VALLEX 3.0 is an enhanced, cleaned and corrected successor of VALLEX 2.5. It contains - in addition to the information stored in VALLEX 2.5 - also 

  • annotation of grammaticalized alternations (diatheses and reciprocity) and lexicalized alternations,
  • links to real-world sentences annotated by the lexicon entries for more than one hundred Czech verbs, and
  • links to PDT-Vallex, a lexicon connected with the Prague Dependency Corpus.
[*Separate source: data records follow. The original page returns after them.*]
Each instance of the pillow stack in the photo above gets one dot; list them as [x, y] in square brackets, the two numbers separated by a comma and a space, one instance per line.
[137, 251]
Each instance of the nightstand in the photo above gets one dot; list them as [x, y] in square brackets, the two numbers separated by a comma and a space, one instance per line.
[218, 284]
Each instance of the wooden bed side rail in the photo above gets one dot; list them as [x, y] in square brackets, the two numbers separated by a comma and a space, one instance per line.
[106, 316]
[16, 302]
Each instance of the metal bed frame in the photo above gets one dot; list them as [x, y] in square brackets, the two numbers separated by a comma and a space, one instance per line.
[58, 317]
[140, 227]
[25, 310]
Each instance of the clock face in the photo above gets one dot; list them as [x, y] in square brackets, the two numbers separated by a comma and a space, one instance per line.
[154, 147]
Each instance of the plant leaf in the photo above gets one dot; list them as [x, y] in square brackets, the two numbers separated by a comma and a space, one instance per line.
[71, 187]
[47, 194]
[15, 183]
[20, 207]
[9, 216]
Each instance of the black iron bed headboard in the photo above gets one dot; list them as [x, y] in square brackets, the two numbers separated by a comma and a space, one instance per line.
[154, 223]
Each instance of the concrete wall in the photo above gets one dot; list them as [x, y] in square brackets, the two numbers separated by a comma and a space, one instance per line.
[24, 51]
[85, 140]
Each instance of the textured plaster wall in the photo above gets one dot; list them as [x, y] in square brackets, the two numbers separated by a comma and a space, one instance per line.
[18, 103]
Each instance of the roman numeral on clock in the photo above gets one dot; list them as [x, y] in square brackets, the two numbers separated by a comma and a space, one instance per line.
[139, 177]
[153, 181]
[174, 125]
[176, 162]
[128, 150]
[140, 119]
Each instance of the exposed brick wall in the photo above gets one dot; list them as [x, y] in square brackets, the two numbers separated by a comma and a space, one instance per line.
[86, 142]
VALLEX 3.0 has been developed within the project Delving Deeper: Lexicographic Description of Syntactic and Semantic Properties of Czech Verbs supported by the Grant Agency of the Czech Republic, grant  No. GA P406/12/0557.

VALLEX 2.7

VALLEX 2.7 is an enhanced, cleaned and corrected successor of VALLEX 2.5. It contains - in addition to the information stored in VALLEX 2.5 - also 

  • annotation of grammaticalized alternations (diatheses and reciprocity) and lexicalized alternations
  • links to real-world sentences annotated by the lexicon entries for more than one hundred Czech verbs, and
  • links to PDT-Vallex, a lexicon connected with the Prague Dependency Corpus.

VALLEX 2.5

VALLEX 2.5 is a cleaned and corrected successor of VALLEX 2.0. It was released electronically at the end of 2007 and since spring 2008 it is available also as a book issued by Karolinum Press, the publishing house of Charles University in Prague.

VALLEX 2.0

In VALLEX 2.0, there are roughly 2,730 lexeme entries containing together around 6,460 lexical units ("senses"). VALLEX 2.0—unlike traditional dictionaries and also unlike VALLEX 1.0—treats a pair of perfective and imperfective aspectual counterparts as a single lexeme (if perfective and imperfective verbs would be counted separately, the size of VALLEX 2.0 would virtually grow to 4,250 verb entries).

VALLEX 1.0

VALLEX 1.0 contains roughly 1400 verbs (counting only perfective and imperfective verbs, but not their iterative counterparts) – 1000 most frequent Czech verbs were selected according to their number of occurrences in a part of the Czech National Corpus (only 'být' (to be) was excluded); then their perfective or imperfective aspectual counterparts were added, if they were missing.

License

VALLEX can be used under the Creative Commons license BY-NC-SA 4.0

VALLEX can be used free of charge by any academic, educational or research institution, or other organization or individual making use of VALLEX for non-commercial research and/or education purposes. Legal usage of VALLEX is conditioned by filling the registration form.